Splitting Vinyl
The Flenser is always out there giving it away for free in the hopes that people will feel compelled to buy the vinyl. It seems to be working out well for them. Among those releases is a Colin Marston-mastered split from Kentucky’s Panopticon and D.C.’s Vestiges.Panopticon released the phenomenal Kentucky last year, earning the number three spot on my end-of-year list with a brilliant combination of black metal, Appalachian folk, and miner protest songs. Vestiges, on the other hand, doesn’t even have a Metal Archives page, so I went into that one blind.
The split begins with 18 minutes from Vestiges. “VII” is basically a five minute intro with atmospheric bass and cymbals, and a simple guitar melody. “VIII” is an epic of the same kind of black metal that was on Kentucky when the banjo was silent, melancholy and furious all at once, tremolo-picked riffs and blastbeats trading off with quiet shimmering guitars.

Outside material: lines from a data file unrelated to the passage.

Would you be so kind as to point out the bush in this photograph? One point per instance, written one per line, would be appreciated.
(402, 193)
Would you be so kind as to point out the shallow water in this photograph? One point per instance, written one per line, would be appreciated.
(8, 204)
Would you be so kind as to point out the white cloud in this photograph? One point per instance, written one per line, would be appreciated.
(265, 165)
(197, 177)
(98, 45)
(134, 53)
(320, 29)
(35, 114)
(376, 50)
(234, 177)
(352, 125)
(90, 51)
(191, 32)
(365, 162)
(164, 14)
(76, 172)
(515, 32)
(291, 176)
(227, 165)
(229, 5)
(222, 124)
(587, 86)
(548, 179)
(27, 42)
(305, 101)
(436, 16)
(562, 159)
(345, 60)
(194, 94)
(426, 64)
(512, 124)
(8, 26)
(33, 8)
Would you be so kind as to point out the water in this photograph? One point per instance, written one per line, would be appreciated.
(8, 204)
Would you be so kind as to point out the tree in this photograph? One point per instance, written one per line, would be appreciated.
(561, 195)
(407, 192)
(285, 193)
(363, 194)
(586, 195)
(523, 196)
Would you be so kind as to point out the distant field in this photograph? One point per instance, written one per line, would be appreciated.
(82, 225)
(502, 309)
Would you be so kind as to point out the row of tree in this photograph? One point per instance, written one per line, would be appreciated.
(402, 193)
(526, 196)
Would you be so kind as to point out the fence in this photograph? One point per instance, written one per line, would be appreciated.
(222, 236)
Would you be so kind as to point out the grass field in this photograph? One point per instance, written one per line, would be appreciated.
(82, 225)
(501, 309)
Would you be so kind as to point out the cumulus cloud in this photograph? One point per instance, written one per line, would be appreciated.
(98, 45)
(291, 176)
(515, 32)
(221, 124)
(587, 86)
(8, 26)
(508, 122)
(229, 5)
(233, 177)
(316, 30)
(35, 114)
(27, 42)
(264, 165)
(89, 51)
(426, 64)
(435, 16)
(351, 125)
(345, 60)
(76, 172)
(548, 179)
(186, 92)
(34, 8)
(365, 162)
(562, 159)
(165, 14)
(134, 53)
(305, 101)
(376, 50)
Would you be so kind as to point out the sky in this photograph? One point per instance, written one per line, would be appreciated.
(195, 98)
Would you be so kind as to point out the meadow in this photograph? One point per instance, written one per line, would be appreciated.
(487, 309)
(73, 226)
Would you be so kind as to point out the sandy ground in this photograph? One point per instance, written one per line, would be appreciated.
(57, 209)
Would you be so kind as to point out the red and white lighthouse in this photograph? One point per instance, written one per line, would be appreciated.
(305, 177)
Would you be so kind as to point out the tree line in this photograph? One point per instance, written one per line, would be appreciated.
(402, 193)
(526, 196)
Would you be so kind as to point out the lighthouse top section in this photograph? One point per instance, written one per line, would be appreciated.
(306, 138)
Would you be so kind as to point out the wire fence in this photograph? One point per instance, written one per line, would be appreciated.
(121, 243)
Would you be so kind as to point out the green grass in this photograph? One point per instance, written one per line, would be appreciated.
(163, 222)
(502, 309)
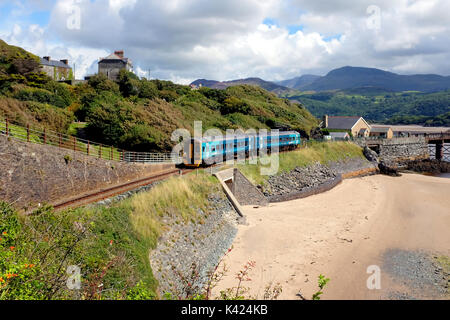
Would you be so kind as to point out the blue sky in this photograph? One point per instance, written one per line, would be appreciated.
(223, 40)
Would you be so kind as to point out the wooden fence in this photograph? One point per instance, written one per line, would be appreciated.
(90, 148)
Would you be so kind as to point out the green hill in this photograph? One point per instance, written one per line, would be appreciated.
(429, 109)
(356, 77)
(136, 114)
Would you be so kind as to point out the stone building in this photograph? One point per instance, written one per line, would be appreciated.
(112, 64)
(57, 70)
(381, 132)
(357, 126)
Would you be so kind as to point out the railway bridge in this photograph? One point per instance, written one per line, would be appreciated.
(439, 140)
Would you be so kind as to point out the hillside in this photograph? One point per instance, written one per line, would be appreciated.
(136, 114)
(376, 105)
(298, 83)
(355, 77)
(267, 85)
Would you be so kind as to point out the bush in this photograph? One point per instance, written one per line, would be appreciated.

That leads well into “A Letter,” which is more of the same general M.O. It’s surprisingly quiet at the beginning, but the tension created by the memorable if non-destructive guitars paired against an angry vocal diatribe is compelling. After a quieter interlude, the drums blast in with extreme aggression and a despairing guitar solo takes it to the end. The other two Panopticon tracks present different strategies. The beginning of “Eulogy,” for some reason, reminds me quite a bit like the more subdued of Killing Joke’s mid-to-late-80’s synthpop, but with indistinct rasping vocals. How it accomplishes that without synths, I’m not exactly certain. It strips all of that vibe away by the end in favor of a purer form of aggression. Finally, “Collapse and Die” (a Suicide Nation cover) is the most straight-forward, raw and raucous black metal assault I’ve heard yet from the band, but it does have a very Kentucky interlude before it completely rips out your throat.
All in all, it’s not the next Panopticon masterpiece, but it does present some interesting possibilities for what that might look like, and serves as an introduction to a band Panopticon fans might well appreciate. The Panopticon side is, however, far and away superior.